Watch STREET by clicking this link.
Kasmin/Verso is pleased to present a triple bill of works by James Nares as part of the gallery’s new screening series. Pendulum (1976), Globe (2007), and STREET (2011) air consecutively over three weekends from May 8 to May 24 via vimeo.com/showcase/kasminversoscreenings. Each of the films use the backdrop of New York City as their stage, a setting made all the more poignant by the current, unprecedented halt to the pace of life in the city. This is the first time that the three works—which went on view as part of the artist’s 2019 retrospective at the Milwaukee Art Museum—have been made available for viewing online.
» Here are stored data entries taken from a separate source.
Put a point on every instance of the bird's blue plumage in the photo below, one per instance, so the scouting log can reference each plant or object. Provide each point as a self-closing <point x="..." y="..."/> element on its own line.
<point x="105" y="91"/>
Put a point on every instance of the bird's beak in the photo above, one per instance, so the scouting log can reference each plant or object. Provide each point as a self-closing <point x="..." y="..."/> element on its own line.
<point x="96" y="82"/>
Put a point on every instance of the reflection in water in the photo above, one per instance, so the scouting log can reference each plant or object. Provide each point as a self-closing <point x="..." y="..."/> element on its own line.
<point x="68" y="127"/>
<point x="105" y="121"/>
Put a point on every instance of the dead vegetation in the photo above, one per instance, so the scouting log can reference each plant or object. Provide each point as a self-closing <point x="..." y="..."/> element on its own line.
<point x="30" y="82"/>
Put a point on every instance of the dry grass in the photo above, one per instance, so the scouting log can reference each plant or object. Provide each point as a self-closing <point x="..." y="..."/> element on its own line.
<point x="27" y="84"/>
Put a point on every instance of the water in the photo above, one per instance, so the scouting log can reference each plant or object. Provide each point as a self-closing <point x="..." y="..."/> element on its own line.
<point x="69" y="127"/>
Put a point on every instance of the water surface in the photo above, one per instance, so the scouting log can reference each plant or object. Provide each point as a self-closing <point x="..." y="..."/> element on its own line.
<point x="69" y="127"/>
Commencing the series is Pendulum (1976). Filmed in New York’s TriBeCa neighborhood, the work follows a wrecking ball swinging slowly back and forth across an empty alley. An act that would be nearly impossible now in the well-populated enclave, the film functions as a record of the changing topography of the metropolis. "Pendulum once spoke of the abandonment of much of New York; there were whole neighborhoods where an artist could swing a giant sphere without anyone much noticing,” Blake Gopnik observed in 2015. “Seen today, however, it seems to speak of the destruction, and posh reconstruction, of the very urban fabric where it once could swing free.”
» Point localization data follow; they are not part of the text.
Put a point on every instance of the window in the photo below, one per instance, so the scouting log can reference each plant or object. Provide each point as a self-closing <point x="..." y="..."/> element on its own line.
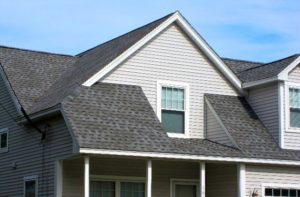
<point x="172" y="107"/>
<point x="117" y="189"/>
<point x="3" y="140"/>
<point x="281" y="192"/>
<point x="30" y="186"/>
<point x="184" y="188"/>
<point x="294" y="104"/>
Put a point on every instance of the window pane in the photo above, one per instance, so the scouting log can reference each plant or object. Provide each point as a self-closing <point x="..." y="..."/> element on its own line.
<point x="30" y="188"/>
<point x="294" y="98"/>
<point x="293" y="193"/>
<point x="169" y="98"/>
<point x="3" y="142"/>
<point x="295" y="118"/>
<point x="131" y="189"/>
<point x="276" y="192"/>
<point x="102" y="189"/>
<point x="173" y="121"/>
<point x="268" y="192"/>
<point x="284" y="192"/>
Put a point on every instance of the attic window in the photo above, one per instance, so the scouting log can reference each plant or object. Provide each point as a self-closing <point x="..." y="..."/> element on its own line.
<point x="172" y="107"/>
<point x="294" y="104"/>
<point x="3" y="140"/>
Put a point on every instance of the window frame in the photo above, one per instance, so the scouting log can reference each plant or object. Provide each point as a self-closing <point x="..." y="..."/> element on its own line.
<point x="179" y="85"/>
<point x="2" y="131"/>
<point x="118" y="180"/>
<point x="289" y="86"/>
<point x="278" y="186"/>
<point x="174" y="182"/>
<point x="31" y="178"/>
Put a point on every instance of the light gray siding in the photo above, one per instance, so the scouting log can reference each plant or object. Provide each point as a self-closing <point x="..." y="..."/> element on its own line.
<point x="258" y="175"/>
<point x="292" y="139"/>
<point x="214" y="131"/>
<point x="26" y="149"/>
<point x="264" y="101"/>
<point x="172" y="56"/>
<point x="221" y="180"/>
<point x="163" y="172"/>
In Globe (2007), a glass orb refracts its surroundings as it makes its way across Chelsea—another of Nares’ familiar neighborhoods. The artist devised a special lens to shoot the footage, which amplifies each object, billboard, or sidewalk it traverses to compile an intimate history of the mundane. The film is scored by Phil Kline, who composed the music by extending a few bars of a Bach piece across 43 minutes. Its relaxed and methodical pace complements the film, described by Nares as his “examination of the surface of the city.”
Perhaps Nares most well known film, STREET (2011) celebrates the remarkable rhythm and chaos of New York City streets, set to music composed specifically for the film by Sonic Youth guitarist Thurston Moore. Documenting the human fabric of the city—crossing guards, food vendors, tourists, and commuters—Nares recorded in six-second bursts, which he then slowed down so that each six-second pan could be elongated across two minutes. The end product allows viewers to meditate deliberately on each figure in the frame—to appreciate the significance and interconnectedness of every New Yorker.
Kasmin/Verso is a new multimedia editorial series that aims to offer a deeper insight into the work and practice of the gallery artists. Encompassing in-depth artist interviews, behind-the-scenes access to studios, presentations of new work, previously unseen archival materials, and weekly online film screenings, the series will reflect the gallery’s diverse program—placing historic figures of Post-War art in dialogue with the evolving practice of both emerging and established artists working today.
ABOUT JAMES NARES
Over the course of a five-decade career, Nares (b. 1953) has investigated, challenged, and expanded the boundaries of his multi-media practice that encompasses film, music, painting, photography, and performance. He continues to employ various media to explore physicality, motion, and the unfolding of time.